Edinburgh Speech Tools  2.1-release
EST_Track class example code

Some examples of track manipulations.

Initialising and Resizing a Track

The constructor functions can be used to create a track with zero frames and channels or a track with a specified number of frames and channels

//@ code
EST_Track tr; // default track declaration
EST_Track tra(500, 10); // allocate track with 500 frames and 10 channels
//@ endcode

tracks can be resized at any time:

//@ code
tr.resize(10, 500); // resize track to have 10 frames and 500 channels
tr.resize(500, 10); // resize track to have 500 frames and 10 channels
//@ endcode

by default, resizing preserves values in the track. This may involve copying some information, so if the existing values are not needed, a flag can be set which usually results in quicker resizing

//@ code
tr.resize(250, 5, 0); // throw away any existing values
//@ endcode

If only the number of channels or the number of frames needs to be changed, this an be done with the following functions:

//@ code
tr.set_num_channels(10); // makes 10 channels, keeps same no of frames
tr.set_num_frames(400); // makes 400 frames, keeps same no of channels
//@ endcode

The preserve flag works in the same way with these functions

Simple Access

Values in the track can be accessed and set by frame number and channel number.

The following resizes a track to have 500 frames and 10 channels and fills every position with -5.

//@ code
tr.resize(500, 10);
for (i = 0; i < tr.num_frames(); ++i)
for (j = 0; j < tr.num_channels(); ++j)
tr.a(i, j) = -5.0;
//@ endcode

A well formed track will have a time value, specified in seconds, for every frame. The time array can be filled directly:

//@ code
for (i = 0; i < tr.num_frames(); ++i)
tr.t(i) = (float) i * 0.01;
//@ endcode

which fills the time array with values 0.01, 0.02, 0.03... 5.0. However, A shortcut function is provided for fixed frame spacing:

//@ code
tr.fill_time(0.1);
//@ endcode

which performs the same operation as above. Frames do not have to be evenly spaced, in pitch synchronous processing the time array holds the time position of each pitch period. In such cases each position in the time array must obviously be set individually.

Some representations have undefined values during certain sections of the track, for example the F0 value during unvoiced speech.

The break/value array can be used to specify if a frame has an undefined value.

If a frame in this array is 1, that means the amplitude is defined at that point. If 0, the amplitude is undefined. By default, every frame has a value.

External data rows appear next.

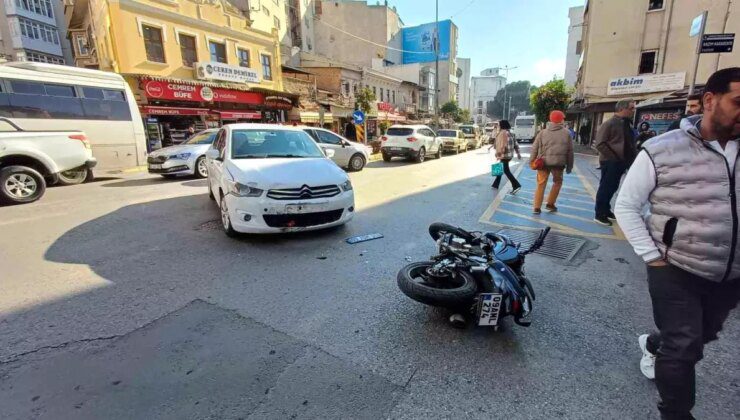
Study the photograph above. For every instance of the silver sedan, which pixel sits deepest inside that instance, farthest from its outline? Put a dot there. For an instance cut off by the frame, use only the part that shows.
(187, 158)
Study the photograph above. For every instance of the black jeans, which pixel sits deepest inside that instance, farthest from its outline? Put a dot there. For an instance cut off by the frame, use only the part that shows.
(689, 311)
(611, 174)
(514, 183)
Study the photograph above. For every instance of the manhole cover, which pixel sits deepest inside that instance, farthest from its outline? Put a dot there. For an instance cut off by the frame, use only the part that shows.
(210, 225)
(556, 246)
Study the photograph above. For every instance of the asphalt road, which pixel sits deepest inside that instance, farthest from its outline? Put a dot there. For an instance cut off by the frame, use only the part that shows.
(123, 299)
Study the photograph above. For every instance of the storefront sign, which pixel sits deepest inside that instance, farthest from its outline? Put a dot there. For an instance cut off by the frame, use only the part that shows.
(240, 115)
(155, 89)
(219, 71)
(717, 43)
(166, 110)
(646, 83)
(278, 102)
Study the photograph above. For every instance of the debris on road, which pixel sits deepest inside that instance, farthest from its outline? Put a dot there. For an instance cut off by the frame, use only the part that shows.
(363, 238)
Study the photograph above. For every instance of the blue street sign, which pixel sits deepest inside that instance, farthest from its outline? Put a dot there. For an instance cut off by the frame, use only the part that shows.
(358, 116)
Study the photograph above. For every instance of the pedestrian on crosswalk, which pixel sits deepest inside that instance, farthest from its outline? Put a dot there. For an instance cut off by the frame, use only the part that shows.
(554, 146)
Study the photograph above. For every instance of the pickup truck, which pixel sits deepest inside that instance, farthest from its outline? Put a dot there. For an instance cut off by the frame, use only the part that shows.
(29, 160)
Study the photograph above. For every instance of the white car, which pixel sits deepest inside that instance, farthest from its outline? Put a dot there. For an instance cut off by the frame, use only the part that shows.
(268, 179)
(31, 159)
(411, 142)
(347, 154)
(187, 158)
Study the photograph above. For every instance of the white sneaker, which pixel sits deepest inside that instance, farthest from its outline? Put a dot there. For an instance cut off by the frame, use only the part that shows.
(647, 363)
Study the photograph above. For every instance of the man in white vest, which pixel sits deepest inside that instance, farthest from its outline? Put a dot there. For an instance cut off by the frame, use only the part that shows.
(678, 208)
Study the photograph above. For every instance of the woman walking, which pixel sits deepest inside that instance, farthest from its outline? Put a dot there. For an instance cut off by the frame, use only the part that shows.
(505, 146)
(554, 146)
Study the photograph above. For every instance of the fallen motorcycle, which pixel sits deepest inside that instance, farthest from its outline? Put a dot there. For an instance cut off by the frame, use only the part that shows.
(479, 276)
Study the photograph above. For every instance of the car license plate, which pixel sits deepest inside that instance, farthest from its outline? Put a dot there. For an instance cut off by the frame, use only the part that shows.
(489, 309)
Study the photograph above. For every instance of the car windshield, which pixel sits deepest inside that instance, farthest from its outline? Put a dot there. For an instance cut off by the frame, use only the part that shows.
(204, 137)
(262, 143)
(399, 131)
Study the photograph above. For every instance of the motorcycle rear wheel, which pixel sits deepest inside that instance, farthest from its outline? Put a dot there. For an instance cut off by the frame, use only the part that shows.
(447, 292)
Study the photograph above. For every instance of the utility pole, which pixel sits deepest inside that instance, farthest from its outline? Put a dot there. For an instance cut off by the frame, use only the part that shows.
(436, 65)
(503, 110)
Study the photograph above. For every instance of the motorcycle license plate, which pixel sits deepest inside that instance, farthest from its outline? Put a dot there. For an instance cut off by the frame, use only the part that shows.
(489, 309)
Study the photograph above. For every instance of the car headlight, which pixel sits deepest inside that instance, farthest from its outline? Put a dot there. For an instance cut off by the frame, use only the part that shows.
(243, 190)
(180, 156)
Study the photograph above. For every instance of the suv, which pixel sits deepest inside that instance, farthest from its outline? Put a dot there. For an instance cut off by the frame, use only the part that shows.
(453, 140)
(347, 154)
(410, 142)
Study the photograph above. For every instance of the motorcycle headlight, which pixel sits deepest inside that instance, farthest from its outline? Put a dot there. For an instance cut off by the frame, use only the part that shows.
(243, 190)
(180, 156)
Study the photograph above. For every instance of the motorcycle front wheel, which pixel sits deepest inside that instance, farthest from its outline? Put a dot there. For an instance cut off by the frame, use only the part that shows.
(454, 290)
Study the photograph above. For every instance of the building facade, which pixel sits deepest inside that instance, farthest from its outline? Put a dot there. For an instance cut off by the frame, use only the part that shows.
(483, 90)
(575, 47)
(33, 30)
(190, 63)
(646, 54)
(355, 32)
(463, 89)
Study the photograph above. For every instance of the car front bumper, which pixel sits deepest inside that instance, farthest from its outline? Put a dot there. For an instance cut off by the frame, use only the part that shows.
(173, 167)
(265, 215)
(399, 151)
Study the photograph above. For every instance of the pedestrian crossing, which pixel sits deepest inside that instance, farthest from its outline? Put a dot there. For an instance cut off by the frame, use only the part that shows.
(575, 207)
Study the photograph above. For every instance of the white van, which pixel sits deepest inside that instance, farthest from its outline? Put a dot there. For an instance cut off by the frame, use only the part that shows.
(48, 97)
(523, 128)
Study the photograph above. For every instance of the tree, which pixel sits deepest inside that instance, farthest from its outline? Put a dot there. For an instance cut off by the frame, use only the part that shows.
(553, 95)
(518, 93)
(364, 100)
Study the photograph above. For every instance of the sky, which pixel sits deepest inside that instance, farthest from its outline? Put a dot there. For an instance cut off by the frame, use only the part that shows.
(529, 34)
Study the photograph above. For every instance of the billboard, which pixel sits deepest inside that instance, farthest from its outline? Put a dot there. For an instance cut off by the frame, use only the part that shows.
(418, 42)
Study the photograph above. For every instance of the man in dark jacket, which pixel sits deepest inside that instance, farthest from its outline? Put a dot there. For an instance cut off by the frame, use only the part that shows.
(615, 142)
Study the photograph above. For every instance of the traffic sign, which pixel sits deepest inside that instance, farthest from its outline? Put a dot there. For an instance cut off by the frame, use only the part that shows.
(717, 43)
(358, 116)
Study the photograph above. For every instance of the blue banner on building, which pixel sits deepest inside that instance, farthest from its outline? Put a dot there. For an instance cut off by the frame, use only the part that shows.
(418, 42)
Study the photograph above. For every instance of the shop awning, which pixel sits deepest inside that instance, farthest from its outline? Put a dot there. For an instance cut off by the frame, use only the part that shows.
(240, 115)
(313, 117)
(171, 110)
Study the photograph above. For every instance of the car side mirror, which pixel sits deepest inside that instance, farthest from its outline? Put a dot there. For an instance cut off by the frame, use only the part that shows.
(214, 154)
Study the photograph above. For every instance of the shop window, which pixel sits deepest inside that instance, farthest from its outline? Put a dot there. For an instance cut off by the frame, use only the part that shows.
(187, 50)
(153, 43)
(655, 4)
(266, 66)
(647, 62)
(218, 52)
(243, 56)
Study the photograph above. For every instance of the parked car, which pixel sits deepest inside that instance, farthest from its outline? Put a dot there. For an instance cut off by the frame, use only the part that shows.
(267, 178)
(188, 158)
(410, 142)
(29, 160)
(473, 135)
(347, 154)
(453, 140)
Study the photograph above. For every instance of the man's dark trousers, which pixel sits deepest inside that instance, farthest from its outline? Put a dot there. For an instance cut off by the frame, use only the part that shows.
(611, 174)
(689, 311)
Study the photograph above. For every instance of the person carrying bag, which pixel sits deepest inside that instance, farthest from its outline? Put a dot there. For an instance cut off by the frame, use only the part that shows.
(505, 146)
(552, 152)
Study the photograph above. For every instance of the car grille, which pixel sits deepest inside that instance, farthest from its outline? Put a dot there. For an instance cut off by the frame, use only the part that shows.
(304, 193)
(302, 219)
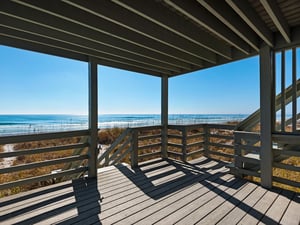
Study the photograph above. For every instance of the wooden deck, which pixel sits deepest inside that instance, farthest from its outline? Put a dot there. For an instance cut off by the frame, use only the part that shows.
(162, 192)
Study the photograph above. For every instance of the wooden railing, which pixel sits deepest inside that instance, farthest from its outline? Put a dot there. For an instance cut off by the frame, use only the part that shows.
(189, 141)
(247, 153)
(133, 146)
(286, 149)
(36, 161)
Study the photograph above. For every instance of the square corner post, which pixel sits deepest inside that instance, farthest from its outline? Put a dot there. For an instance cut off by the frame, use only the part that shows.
(267, 113)
(164, 115)
(93, 117)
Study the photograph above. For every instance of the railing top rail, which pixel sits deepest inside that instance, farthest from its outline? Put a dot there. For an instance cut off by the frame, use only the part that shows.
(42, 136)
(200, 125)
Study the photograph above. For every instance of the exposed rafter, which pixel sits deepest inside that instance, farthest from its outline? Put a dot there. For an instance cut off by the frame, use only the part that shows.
(157, 37)
(276, 15)
(226, 15)
(159, 15)
(202, 17)
(23, 26)
(248, 14)
(131, 32)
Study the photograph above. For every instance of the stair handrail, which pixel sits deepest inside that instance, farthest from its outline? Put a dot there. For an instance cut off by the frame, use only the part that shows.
(254, 118)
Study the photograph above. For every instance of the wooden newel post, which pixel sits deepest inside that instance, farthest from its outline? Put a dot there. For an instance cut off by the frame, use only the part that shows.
(135, 145)
(266, 113)
(205, 139)
(164, 117)
(238, 164)
(93, 118)
(184, 144)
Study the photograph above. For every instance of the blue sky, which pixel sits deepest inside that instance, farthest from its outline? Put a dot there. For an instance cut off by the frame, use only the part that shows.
(34, 83)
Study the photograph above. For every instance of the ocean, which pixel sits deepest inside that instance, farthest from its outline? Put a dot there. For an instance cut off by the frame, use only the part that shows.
(29, 124)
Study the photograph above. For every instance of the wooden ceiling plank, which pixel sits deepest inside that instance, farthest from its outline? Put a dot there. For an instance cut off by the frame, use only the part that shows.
(160, 15)
(55, 23)
(226, 15)
(69, 38)
(277, 17)
(201, 16)
(248, 14)
(86, 19)
(49, 43)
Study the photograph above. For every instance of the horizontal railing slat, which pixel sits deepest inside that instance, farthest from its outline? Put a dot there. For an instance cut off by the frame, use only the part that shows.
(143, 138)
(42, 150)
(227, 137)
(156, 127)
(149, 146)
(220, 154)
(42, 178)
(248, 148)
(175, 145)
(286, 181)
(220, 145)
(191, 136)
(286, 138)
(286, 166)
(147, 155)
(287, 152)
(177, 136)
(43, 136)
(175, 153)
(247, 135)
(195, 144)
(248, 160)
(41, 164)
(221, 126)
(195, 152)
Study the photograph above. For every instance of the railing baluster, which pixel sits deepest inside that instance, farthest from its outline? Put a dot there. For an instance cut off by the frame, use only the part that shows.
(184, 144)
(134, 152)
(206, 131)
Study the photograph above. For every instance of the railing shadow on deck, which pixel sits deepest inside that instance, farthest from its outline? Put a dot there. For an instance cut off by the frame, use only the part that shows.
(72, 196)
(192, 175)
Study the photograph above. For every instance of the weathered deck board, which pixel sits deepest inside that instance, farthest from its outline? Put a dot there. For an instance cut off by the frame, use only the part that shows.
(159, 191)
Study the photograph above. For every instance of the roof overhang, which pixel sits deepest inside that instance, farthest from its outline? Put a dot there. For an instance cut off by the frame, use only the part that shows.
(161, 38)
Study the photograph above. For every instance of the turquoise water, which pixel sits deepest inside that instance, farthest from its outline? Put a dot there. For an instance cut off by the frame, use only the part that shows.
(25, 124)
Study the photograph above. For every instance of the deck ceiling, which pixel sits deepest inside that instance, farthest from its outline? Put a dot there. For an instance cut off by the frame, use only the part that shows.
(161, 38)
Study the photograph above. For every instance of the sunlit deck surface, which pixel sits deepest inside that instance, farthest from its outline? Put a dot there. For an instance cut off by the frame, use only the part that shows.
(159, 191)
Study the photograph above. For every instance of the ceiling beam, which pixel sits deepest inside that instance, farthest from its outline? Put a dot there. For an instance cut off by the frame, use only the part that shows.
(201, 16)
(31, 43)
(158, 39)
(128, 20)
(226, 15)
(68, 38)
(38, 18)
(277, 17)
(160, 15)
(248, 14)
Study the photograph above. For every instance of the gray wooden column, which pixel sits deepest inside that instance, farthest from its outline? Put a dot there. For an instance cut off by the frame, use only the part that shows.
(164, 115)
(266, 114)
(93, 117)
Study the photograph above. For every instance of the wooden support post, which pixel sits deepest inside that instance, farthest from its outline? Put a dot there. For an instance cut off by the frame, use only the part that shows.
(238, 164)
(184, 144)
(135, 146)
(294, 87)
(266, 114)
(206, 131)
(93, 118)
(164, 116)
(282, 100)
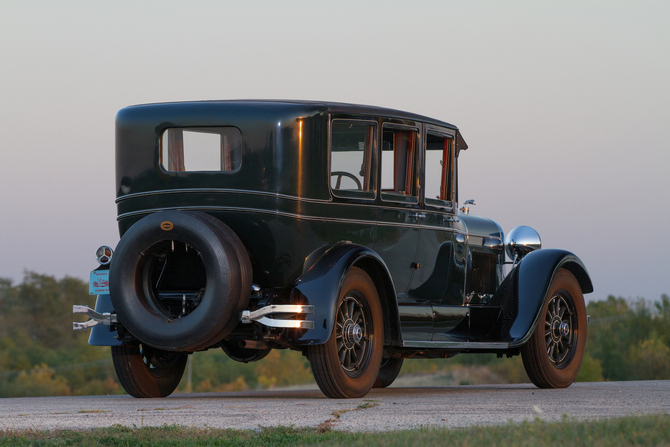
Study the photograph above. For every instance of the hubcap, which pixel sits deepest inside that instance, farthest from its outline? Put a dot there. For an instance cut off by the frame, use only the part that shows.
(352, 334)
(560, 329)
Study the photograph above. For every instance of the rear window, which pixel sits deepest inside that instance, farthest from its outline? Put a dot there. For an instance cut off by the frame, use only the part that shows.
(198, 149)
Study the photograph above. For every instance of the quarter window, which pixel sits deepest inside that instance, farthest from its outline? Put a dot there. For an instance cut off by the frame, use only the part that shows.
(439, 170)
(352, 146)
(399, 155)
(201, 149)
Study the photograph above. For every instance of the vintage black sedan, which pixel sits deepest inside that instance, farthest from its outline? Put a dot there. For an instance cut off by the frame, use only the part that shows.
(331, 229)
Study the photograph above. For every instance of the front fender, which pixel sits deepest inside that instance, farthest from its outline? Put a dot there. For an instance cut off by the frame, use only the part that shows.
(321, 283)
(536, 272)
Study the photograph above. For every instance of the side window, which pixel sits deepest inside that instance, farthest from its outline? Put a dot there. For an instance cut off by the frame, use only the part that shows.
(201, 149)
(439, 170)
(399, 155)
(351, 152)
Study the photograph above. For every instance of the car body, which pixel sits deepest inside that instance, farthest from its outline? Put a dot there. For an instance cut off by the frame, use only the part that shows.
(305, 198)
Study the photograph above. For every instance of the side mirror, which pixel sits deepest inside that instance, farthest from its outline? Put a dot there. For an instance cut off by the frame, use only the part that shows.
(521, 241)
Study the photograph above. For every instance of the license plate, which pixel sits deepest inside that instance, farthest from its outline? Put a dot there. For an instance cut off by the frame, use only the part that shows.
(99, 282)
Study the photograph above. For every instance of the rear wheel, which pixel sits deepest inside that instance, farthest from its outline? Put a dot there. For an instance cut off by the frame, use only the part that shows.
(347, 365)
(388, 371)
(553, 355)
(148, 372)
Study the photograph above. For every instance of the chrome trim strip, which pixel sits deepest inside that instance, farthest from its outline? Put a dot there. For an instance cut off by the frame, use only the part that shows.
(243, 210)
(454, 345)
(95, 318)
(296, 216)
(219, 191)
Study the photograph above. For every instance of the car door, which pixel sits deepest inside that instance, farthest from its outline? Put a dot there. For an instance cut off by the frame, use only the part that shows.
(398, 221)
(439, 278)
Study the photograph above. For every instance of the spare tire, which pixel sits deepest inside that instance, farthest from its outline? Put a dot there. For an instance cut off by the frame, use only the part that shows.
(178, 280)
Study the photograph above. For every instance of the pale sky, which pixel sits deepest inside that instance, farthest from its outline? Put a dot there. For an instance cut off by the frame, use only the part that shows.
(565, 106)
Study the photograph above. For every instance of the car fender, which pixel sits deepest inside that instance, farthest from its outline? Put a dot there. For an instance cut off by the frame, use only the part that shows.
(320, 286)
(535, 274)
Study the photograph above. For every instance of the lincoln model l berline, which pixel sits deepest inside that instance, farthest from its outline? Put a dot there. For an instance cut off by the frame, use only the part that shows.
(330, 229)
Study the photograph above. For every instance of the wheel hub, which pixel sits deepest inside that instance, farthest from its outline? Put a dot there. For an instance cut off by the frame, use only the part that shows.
(353, 334)
(352, 347)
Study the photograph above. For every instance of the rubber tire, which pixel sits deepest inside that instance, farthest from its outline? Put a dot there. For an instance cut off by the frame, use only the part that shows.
(388, 372)
(141, 381)
(541, 371)
(331, 378)
(227, 291)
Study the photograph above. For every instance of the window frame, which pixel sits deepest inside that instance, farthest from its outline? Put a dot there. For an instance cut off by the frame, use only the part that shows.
(164, 169)
(394, 197)
(358, 195)
(446, 205)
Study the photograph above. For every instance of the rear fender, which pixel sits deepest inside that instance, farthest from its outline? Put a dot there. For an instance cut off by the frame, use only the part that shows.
(321, 283)
(536, 272)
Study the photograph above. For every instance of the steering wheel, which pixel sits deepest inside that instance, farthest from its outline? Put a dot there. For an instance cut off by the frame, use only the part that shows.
(341, 174)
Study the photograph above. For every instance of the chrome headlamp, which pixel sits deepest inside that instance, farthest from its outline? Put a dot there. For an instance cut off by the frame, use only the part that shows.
(104, 255)
(521, 241)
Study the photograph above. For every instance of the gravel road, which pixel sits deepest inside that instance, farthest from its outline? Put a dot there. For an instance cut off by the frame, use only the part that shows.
(381, 410)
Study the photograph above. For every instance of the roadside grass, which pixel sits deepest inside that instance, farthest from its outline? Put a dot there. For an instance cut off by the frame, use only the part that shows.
(649, 430)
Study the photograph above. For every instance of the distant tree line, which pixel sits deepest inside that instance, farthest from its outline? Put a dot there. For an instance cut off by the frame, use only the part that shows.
(40, 354)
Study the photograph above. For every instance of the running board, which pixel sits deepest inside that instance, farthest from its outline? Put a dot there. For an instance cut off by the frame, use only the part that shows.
(453, 345)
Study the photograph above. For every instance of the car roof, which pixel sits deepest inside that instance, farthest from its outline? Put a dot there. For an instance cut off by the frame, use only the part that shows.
(329, 106)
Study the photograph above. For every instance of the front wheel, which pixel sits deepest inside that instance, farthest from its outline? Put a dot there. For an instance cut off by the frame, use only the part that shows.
(347, 365)
(553, 355)
(148, 372)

Breaks (undefined values) can be set by EST_Track::set_break(). The following sets every frame from 50 to 99 as a break:

//@ code
for (i = 50; i < 100; ++i)
tr.set_break(i);
//@ endcode

frames can be turned back to values as follows:

//@ code
for (i = 50; i < 100; ++i)
tr.set_value(i);
//@ endcode

It is up to individual functions to decide how to interpret breaks.

A frame's status can be checked as follows:

//@ code
if (tr.val(60))
cout << "Frame 60 is not a break\n";
if (tr.track_break(60))
cout << "Frame 60 is a break\n";
//@ endcode

Naming Channels

While channels can be accessed by their index, it is often useful to give them names and refer to them by those names.

The EST_Track::set_channel_name() function sets the name of a single channel:

//@ code
tr.set_channel_name("F0", 0);
tr.set_channel_name("energy", 1);
//@ endcode

An alternative is to use a predefined set of channel names stored in a map. A track map is simply a String List strings which describe a channel name configuration. The EST_Track::resize function can take this and resize the number of channels to the number of channels indicated in the map, and give each channel its name from the map. For example:

//@ code
map.append("F0");
map.append("energy");
tr.resize(500, map); // this makes a 2 channel track and sets the names to F0 and energy
//@ endcode

A convention is used for channels which comprise components of a multi-dimensional analysis such as cepstra. In such cases the channels are named TYPE_I. The last coefficient is always names TYPE_N regardless of the number of coefficients. This is very useful in extracting a set of related channels without needing to know the order of the analysis.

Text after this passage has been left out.